Unfortunately, decades have passed were this trend has gone largely unnoticed as technology take-up steadily increases. Industry giant Dell Computer has taken up the task of recycling old hardware through a nationwide tour and home delivery program.

Since Dell made the recycling offer available to consumers last October, "the ratio of recycling to donation has been about 2:1," said company spokesperson Jennifer Jones. She went on to say that Dell does not landfill materials overseas, and abides by stringent guidelines to process environmentally sensitive materials.

Equipment well past its organizational lifespan is either donated to the National Cristina Foundation -- an organization dedicated to providing technology as a tool for develop human potential -- traded in, or simply broken down for reuse.

Columbus, Ohio was Dell's latest stop on its Recycling Nation Tour across the United States. Residents dropped off 30 tons of obsolete "technology equipment ranging from desktops and monitors to mainframe computers." This places Dell well on its way of reaching the tour's stated goal of 100 tons with 72 collected at last count.

Non-sensitive materials including glass and aluminum, which make up the majority, are grinded down into the finest possible particles to re-enter the supply chain.

For consumers unable to take advantage of the recycling tour, Dell has established a low-cost, home delivery system where interested parties can register online to dispose of unwanted desktops, monitors, as well as select peripherals.

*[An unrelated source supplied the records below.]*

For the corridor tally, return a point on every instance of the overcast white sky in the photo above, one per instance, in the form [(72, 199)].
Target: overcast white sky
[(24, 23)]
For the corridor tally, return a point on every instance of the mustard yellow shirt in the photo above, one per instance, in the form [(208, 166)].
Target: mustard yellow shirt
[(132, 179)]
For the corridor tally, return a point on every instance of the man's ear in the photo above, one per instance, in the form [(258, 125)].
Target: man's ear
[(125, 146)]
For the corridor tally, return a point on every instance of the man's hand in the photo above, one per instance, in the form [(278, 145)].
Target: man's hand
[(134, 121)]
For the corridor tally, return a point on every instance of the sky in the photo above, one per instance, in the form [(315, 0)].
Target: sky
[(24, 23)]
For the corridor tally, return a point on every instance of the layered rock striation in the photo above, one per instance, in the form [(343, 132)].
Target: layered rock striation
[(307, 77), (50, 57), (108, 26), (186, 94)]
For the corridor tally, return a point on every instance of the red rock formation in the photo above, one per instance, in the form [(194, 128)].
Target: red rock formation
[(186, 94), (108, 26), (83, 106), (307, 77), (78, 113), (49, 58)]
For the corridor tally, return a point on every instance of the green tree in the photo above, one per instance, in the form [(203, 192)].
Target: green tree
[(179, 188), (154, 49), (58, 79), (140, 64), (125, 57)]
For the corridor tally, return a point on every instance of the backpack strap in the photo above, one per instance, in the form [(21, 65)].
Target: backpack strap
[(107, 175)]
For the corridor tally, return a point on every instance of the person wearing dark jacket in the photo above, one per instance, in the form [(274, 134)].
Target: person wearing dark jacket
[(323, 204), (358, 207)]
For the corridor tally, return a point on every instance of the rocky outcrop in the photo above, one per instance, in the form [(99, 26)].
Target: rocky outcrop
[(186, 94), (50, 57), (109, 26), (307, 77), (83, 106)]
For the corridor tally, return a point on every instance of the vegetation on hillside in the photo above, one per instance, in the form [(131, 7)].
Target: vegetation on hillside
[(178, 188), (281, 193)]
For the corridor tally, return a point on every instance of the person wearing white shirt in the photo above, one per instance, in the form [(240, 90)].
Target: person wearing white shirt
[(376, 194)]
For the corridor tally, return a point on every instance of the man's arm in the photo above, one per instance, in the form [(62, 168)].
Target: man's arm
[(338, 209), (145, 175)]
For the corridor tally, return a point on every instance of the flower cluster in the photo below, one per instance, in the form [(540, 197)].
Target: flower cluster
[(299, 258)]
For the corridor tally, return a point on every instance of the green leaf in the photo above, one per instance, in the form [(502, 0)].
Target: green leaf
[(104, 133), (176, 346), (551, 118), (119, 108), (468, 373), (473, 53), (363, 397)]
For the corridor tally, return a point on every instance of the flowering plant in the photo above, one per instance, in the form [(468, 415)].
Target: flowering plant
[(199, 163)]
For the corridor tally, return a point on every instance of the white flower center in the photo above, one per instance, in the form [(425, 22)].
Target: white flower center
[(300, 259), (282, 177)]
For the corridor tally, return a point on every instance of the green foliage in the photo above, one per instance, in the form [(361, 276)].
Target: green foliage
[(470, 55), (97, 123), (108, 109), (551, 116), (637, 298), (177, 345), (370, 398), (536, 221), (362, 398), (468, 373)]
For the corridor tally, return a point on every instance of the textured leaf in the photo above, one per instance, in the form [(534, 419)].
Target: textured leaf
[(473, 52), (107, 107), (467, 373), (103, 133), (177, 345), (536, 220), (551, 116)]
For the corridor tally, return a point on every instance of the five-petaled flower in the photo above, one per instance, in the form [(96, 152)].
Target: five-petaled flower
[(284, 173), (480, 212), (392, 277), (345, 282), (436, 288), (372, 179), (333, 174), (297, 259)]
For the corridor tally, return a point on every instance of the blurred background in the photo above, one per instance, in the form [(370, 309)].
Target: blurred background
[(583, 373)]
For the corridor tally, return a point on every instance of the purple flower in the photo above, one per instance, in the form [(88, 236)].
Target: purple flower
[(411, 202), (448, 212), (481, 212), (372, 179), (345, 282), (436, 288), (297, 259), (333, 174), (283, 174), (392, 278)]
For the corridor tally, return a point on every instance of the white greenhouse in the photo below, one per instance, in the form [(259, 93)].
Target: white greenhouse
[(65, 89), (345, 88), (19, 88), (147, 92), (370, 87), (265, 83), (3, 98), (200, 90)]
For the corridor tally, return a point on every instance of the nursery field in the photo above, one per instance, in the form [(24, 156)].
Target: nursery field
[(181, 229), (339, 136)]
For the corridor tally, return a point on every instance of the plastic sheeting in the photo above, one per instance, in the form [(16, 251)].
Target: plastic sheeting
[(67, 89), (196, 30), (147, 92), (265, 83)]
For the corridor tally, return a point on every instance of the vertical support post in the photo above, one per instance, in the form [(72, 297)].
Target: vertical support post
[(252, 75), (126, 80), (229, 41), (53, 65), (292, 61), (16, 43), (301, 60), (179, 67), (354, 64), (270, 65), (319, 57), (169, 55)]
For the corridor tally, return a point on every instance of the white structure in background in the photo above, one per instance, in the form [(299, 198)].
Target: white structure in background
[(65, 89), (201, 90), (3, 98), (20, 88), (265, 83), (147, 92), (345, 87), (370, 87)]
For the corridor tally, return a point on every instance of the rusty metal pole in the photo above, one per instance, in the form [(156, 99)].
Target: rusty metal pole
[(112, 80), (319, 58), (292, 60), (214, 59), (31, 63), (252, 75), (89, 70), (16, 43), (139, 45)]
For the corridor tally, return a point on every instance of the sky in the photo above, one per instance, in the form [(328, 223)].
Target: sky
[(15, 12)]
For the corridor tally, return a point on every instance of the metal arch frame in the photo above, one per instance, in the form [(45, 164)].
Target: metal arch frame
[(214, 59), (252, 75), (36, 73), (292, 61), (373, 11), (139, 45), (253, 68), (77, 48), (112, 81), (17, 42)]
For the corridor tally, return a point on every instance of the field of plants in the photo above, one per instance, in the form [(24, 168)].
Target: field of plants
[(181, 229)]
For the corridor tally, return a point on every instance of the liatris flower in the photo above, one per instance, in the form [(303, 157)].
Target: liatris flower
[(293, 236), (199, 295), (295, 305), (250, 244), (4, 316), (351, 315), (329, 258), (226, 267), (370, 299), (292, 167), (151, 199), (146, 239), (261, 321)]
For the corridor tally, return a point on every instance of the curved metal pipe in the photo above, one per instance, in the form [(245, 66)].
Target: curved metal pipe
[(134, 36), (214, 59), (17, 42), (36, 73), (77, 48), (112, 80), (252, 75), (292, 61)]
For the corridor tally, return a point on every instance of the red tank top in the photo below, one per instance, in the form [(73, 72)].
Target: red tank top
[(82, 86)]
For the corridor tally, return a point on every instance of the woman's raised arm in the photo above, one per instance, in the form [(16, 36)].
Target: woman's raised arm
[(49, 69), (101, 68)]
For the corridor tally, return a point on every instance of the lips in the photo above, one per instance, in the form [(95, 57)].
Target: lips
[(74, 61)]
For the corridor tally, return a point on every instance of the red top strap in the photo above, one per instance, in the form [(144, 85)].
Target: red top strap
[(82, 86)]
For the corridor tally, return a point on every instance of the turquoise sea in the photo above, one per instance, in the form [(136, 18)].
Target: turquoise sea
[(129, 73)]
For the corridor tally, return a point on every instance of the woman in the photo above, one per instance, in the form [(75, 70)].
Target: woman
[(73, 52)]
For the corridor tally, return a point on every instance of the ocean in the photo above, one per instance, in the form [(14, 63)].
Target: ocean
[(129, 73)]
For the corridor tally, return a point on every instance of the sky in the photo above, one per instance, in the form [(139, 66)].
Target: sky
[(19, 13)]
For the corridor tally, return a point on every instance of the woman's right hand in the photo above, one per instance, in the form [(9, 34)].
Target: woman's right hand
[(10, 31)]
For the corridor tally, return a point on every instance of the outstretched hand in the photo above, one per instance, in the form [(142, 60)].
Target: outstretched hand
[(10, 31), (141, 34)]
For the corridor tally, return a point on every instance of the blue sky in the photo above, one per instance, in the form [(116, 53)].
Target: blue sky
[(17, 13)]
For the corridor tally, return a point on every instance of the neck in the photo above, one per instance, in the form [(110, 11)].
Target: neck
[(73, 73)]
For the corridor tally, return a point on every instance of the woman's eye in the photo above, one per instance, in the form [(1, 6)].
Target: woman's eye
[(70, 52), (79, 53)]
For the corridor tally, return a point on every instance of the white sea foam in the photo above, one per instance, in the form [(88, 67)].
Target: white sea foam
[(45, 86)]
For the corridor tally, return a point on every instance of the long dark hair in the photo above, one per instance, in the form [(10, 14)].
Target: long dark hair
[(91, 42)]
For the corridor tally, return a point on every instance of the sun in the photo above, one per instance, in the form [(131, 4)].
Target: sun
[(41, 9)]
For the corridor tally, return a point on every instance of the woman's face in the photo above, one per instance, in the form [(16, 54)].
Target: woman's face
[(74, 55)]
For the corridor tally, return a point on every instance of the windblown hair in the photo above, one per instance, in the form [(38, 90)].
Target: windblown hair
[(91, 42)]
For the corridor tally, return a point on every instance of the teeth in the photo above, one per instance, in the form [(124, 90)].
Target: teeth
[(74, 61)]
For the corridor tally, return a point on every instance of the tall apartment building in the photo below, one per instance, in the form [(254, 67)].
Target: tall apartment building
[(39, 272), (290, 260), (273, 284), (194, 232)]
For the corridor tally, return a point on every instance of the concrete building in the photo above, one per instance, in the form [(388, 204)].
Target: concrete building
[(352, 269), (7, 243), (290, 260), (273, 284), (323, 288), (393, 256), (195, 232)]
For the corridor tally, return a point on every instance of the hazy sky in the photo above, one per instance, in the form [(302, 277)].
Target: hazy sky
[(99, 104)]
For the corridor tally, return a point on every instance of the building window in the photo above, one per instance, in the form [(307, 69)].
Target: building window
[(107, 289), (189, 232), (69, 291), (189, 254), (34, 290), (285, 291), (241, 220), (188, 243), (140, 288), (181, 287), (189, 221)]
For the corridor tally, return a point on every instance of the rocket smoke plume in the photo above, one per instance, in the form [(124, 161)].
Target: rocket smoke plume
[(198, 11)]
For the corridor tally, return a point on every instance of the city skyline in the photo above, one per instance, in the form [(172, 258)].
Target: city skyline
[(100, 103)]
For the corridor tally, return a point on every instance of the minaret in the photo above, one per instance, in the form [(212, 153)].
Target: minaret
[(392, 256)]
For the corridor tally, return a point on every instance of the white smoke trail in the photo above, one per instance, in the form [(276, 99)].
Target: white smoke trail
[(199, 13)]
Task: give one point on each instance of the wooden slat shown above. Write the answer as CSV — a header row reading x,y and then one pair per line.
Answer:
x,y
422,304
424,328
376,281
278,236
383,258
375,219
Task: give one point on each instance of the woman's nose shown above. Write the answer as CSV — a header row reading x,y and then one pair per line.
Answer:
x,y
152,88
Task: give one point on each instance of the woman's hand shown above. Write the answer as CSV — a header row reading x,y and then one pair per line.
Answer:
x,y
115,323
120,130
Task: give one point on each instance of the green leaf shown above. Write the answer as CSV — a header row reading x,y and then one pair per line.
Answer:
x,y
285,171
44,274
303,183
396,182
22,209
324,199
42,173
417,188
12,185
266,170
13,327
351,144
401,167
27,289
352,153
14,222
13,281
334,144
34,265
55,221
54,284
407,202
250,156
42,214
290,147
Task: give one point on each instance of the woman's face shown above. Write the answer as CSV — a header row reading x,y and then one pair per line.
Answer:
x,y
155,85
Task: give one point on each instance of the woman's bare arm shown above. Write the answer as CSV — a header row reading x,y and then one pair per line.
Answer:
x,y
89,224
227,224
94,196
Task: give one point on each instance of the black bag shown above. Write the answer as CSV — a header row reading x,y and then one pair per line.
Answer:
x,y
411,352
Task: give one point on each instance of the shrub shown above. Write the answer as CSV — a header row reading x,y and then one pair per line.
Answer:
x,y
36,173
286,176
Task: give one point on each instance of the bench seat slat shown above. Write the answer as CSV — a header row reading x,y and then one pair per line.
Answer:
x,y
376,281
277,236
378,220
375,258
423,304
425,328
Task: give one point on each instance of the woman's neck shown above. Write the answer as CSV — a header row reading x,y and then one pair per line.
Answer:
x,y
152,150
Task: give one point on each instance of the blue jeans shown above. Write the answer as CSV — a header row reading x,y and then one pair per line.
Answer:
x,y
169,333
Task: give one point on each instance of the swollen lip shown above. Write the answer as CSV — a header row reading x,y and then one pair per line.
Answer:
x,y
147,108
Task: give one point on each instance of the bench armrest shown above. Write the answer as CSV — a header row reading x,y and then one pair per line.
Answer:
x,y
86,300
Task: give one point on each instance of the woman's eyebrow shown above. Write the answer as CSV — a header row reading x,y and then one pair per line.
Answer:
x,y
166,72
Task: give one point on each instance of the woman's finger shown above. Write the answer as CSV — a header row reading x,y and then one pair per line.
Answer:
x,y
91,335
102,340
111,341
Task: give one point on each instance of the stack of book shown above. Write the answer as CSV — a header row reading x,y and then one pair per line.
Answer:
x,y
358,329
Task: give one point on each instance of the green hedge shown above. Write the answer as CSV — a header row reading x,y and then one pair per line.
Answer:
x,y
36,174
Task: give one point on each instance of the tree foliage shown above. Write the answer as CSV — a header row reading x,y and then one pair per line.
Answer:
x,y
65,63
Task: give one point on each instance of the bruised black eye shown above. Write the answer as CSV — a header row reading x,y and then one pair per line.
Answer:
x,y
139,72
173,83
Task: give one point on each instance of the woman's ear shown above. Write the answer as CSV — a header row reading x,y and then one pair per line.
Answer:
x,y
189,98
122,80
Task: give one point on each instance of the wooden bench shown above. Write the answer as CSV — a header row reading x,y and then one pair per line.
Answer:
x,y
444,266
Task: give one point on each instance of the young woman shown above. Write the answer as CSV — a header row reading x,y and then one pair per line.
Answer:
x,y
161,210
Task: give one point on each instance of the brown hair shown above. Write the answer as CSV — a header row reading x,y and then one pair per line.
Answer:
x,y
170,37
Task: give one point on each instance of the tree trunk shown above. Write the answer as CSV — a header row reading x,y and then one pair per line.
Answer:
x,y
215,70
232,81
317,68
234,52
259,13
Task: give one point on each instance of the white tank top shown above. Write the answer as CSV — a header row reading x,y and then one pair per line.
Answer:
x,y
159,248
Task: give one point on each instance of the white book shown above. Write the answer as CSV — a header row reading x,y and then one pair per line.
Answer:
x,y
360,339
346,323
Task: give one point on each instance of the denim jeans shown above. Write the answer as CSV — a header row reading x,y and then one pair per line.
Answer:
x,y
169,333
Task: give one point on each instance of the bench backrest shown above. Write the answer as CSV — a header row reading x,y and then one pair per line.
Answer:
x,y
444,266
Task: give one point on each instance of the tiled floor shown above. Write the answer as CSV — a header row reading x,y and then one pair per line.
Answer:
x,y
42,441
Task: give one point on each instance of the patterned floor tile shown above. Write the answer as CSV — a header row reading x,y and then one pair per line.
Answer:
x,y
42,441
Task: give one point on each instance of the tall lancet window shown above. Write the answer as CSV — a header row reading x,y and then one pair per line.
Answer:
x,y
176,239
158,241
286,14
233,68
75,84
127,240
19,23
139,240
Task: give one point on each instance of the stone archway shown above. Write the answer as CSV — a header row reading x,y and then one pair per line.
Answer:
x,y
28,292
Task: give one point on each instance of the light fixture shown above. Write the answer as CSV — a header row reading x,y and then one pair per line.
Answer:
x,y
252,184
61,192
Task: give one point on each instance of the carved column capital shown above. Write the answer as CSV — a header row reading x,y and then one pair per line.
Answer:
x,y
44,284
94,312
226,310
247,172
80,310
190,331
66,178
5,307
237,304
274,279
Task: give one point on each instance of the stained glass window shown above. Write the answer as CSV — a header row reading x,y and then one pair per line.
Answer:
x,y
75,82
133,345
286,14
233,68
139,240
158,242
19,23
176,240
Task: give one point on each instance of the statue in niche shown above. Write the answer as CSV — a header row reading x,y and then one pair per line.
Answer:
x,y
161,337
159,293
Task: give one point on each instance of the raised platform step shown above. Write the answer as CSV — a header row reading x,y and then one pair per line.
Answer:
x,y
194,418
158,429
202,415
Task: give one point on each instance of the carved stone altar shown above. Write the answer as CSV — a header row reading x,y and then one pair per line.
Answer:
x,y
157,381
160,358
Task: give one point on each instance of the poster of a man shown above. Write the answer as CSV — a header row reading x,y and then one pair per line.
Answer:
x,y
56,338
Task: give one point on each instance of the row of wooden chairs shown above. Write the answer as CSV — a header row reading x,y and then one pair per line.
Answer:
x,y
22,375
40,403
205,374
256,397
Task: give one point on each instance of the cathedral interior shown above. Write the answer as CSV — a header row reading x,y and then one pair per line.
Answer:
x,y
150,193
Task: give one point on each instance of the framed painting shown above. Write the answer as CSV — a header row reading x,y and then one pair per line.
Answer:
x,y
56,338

As of last month, customers seeking to buy a new printer from Dell can recycle their old model free of cost.

The ecological problems posed by technology waste have prompted some nations to require mandatory recycling, while others simply encourage increased social responsibility. Some European nations have already passed stringent laws pioneering technology waste disposal. The United States, the greatest generator of e-waste according to the EPA, continues to tackle the issue.

Dell itself backs industry led initiatives over government mandated programs.

Dell's Jones told BetaNews, "As a customer direct company, we think we can accomplish recycling more effectively through Dell developed programs than through government mandated programs, and generally Dell believes that industry led, market-based programs can be more effective and customer friendly than government mandated ones."

Leading OEMS and retailers such as Best Buy have already established such programs that have contributed a measure of success. In addition, secondary markets have formed including a recycled electronic goods market, and a research and development push to design "green machines."